8. Dynamic String Table and Dynamic Symbol Table:Similar to the string table and symbol table but specific to dynamic linking. They store strings and symbols used in the dynamic linking process.
9. Version Sections:Contain versioning information for symbols, allowing proper resolution of symbols during dynamic linking when multiple versions of a library are available.

Windows vs Linux note

The main distinction between a PE (Portable Executable) file header and an ELF (Executable and Linkable Format) header lies in their structure and content. In a PE file, the header includes a DOS header, a PE signature, and a COFF (Common Object File Format) header, containing essential information like file architecture, entry point, and section details. Additionally, PE files have specific sections for imports, exports, resources, exceptions, and certificates. In contrast, an ELF header encompasses identification information (e_ident), specifying file class, data encoding, and OS/ABI, along with the file type (e_type) and target architecture (e_machine). The ELF header leads to program and section header tables, which detail segments and sections within the file, allowing for dynamic linking, symbol resolution, and runtime execution.

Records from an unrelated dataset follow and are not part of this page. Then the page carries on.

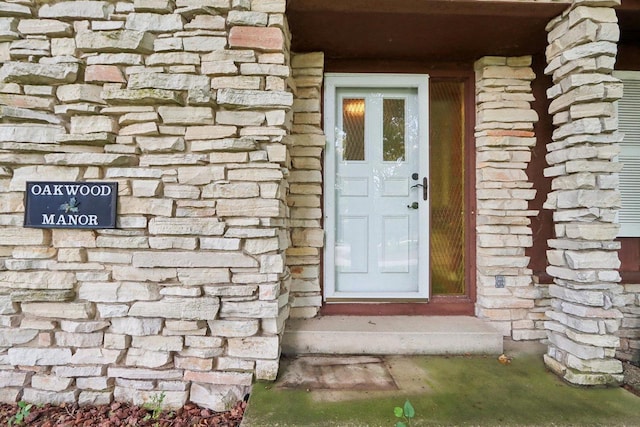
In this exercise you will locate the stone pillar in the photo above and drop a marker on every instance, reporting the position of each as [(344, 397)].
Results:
[(306, 144), (583, 258), (504, 137), (186, 106)]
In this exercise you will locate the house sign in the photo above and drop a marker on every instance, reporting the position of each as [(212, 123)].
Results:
[(70, 204)]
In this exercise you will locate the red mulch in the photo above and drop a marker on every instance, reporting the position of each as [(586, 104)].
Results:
[(122, 414)]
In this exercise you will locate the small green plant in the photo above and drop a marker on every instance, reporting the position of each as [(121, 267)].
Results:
[(155, 406), (24, 409), (406, 413)]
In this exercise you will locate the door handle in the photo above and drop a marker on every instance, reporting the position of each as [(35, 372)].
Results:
[(425, 188)]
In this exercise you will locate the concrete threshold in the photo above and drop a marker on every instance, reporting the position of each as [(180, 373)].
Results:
[(391, 335)]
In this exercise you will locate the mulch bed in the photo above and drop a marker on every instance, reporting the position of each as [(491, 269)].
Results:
[(122, 414)]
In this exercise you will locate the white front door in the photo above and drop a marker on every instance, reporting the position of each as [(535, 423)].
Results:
[(376, 187)]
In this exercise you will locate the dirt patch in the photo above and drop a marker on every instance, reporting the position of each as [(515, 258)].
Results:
[(121, 414)]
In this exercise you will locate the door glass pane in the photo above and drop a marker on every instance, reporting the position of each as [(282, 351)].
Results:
[(393, 130), (353, 128), (447, 187)]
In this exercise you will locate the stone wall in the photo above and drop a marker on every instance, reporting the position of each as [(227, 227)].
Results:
[(185, 104), (629, 332), (583, 260), (306, 144), (507, 295)]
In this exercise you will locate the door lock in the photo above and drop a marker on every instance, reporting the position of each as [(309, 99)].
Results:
[(425, 187)]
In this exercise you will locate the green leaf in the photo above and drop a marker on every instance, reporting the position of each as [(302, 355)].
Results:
[(409, 412), (397, 411)]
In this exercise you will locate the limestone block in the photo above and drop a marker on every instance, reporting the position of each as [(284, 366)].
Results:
[(49, 27), (136, 326), (206, 22), (42, 397), (236, 82), (80, 93), (178, 308), (154, 23), (218, 377), (160, 144), (173, 243), (249, 309), (115, 41), (147, 358), (11, 337), (33, 356), (254, 347), (216, 397), (96, 356), (83, 327), (592, 231), (250, 208), (271, 6), (203, 276), (31, 133), (228, 145), (592, 259), (204, 43), (234, 328), (160, 6), (245, 99), (14, 378), (89, 124), (255, 175), (49, 280), (172, 399), (118, 291), (184, 226), (78, 371), (252, 19), (66, 310), (73, 339), (186, 115), (22, 114), (91, 159), (94, 398), (158, 343), (173, 58), (81, 9), (167, 81), (32, 173), (220, 244), (9, 29)]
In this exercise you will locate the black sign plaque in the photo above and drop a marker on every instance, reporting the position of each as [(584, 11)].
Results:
[(70, 204)]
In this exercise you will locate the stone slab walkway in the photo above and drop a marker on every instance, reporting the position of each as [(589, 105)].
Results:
[(315, 391)]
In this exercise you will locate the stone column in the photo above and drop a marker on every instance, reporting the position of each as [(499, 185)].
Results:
[(305, 145), (583, 258), (504, 137)]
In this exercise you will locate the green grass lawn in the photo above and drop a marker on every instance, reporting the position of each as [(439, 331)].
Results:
[(455, 391)]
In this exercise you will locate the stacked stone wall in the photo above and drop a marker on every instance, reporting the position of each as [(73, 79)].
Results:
[(185, 104), (585, 315), (629, 332), (506, 293), (306, 144)]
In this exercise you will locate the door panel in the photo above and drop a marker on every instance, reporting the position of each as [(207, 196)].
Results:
[(376, 216)]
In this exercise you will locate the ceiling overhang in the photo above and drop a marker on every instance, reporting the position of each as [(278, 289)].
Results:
[(423, 30)]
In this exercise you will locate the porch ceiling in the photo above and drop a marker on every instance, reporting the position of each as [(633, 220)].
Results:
[(424, 30)]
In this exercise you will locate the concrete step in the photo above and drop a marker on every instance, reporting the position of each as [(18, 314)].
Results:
[(381, 335)]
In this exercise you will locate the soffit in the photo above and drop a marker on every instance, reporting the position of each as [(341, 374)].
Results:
[(430, 30)]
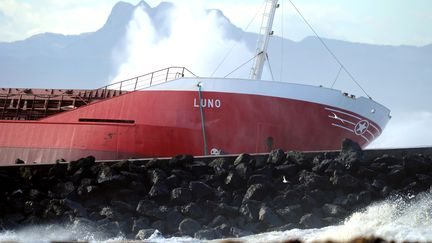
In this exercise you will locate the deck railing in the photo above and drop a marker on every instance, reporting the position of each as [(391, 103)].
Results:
[(149, 79), (33, 104)]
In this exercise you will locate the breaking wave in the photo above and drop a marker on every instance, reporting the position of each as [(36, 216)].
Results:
[(399, 218)]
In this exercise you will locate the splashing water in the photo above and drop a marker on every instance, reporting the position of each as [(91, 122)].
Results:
[(398, 218)]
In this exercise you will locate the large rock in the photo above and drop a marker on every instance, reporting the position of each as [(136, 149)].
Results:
[(192, 210), (172, 220), (244, 170), (268, 217), (417, 164), (243, 159), (276, 156), (201, 190), (208, 234), (159, 191), (85, 163), (333, 210), (139, 224), (197, 168), (290, 214), (151, 209), (157, 175), (233, 181), (144, 234), (250, 210), (256, 192), (180, 160), (181, 196), (314, 181), (220, 166), (63, 189), (189, 227), (288, 170)]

Malware, File Packing, and Unpacking Techniques

In the realm of cybersecurity, malware authors consistently devise strategies to bypass detection, with file packing emerging as a prevalent evasion technique. File packing involves compressing or encrypting an ELF file, rendering its content opaque to traditional inspection methods. This cloak of invisibility is achieved through algorithms that compress the file's size or scramble its content, making it challenging for security tools to discern malicious intent. Detecting and understanding packed ELF files is pivotal for incident responders, as it unveils a layer of complexity in malware analysis.

How File Packing Works:

File packing operates by compressing the executable, reducing its size, or encrypting its content to obfuscate its true nature. This process often involves using encryption algorithms or compression techniques like LZ77 or Huffman coding. When an ELF file is packed, it becomes a self-contained archive, encapsulating the original binary along with decompression routines. As the malware executes, the decompression routines dynamically restore the original code and data into memory. This dynamic unpacking hampers static analysis methods, requiring a more sophisticated approach to dissect the malware's behaviour.

The Role of UPX:

One prominent tool employed for file packing is the Ultimate Packer for eXecutables (UPX). UPX is a widely used open-source software packer that applies various compression algorithms to ELF files, transforming them into highly compressed executables. UPX not only reduces the file size but also complicates reverse engineering attempts by altering the file's structure. Security professionals encounter UPX-packed files frequently due to UPX's popularity among malware authors seeking to conceal their creations.

Recognizing and Unpacking Packed ELF Files:

Detecting packed ELF files requires astute observation. Security tools can often flag packed files based on irregularities in their headers, such as discrepancies in section sizes or unexpected compression markers. Unusual entropy levels in the binary can also hint at packing. To unpack these files, incident responders employ dynamic analysis techniques, executing the malware in a controlled environment, monitoring its behaviour, and capturing the unpacked content during runtime. Moreover, specialized tools and scripts are used to identify and neutralize compression routines, revealing the pristine, unpacked code and aiding investigators in understanding the malware's true functionality.

In essence, comprehending file packing techniques and recognizing tools like UPX are crucial for incident responders. By mastering the art of identifying and unpacking these concealed executables, security professionals can delve deeper into the analysis, revealing the malware's underlying mechanics. This expertise empowers responders to formulate effective countermeasures, fortifying digital landscapes against evolving threats and ensuring a resilient defence against sophisticated cyber adversaries.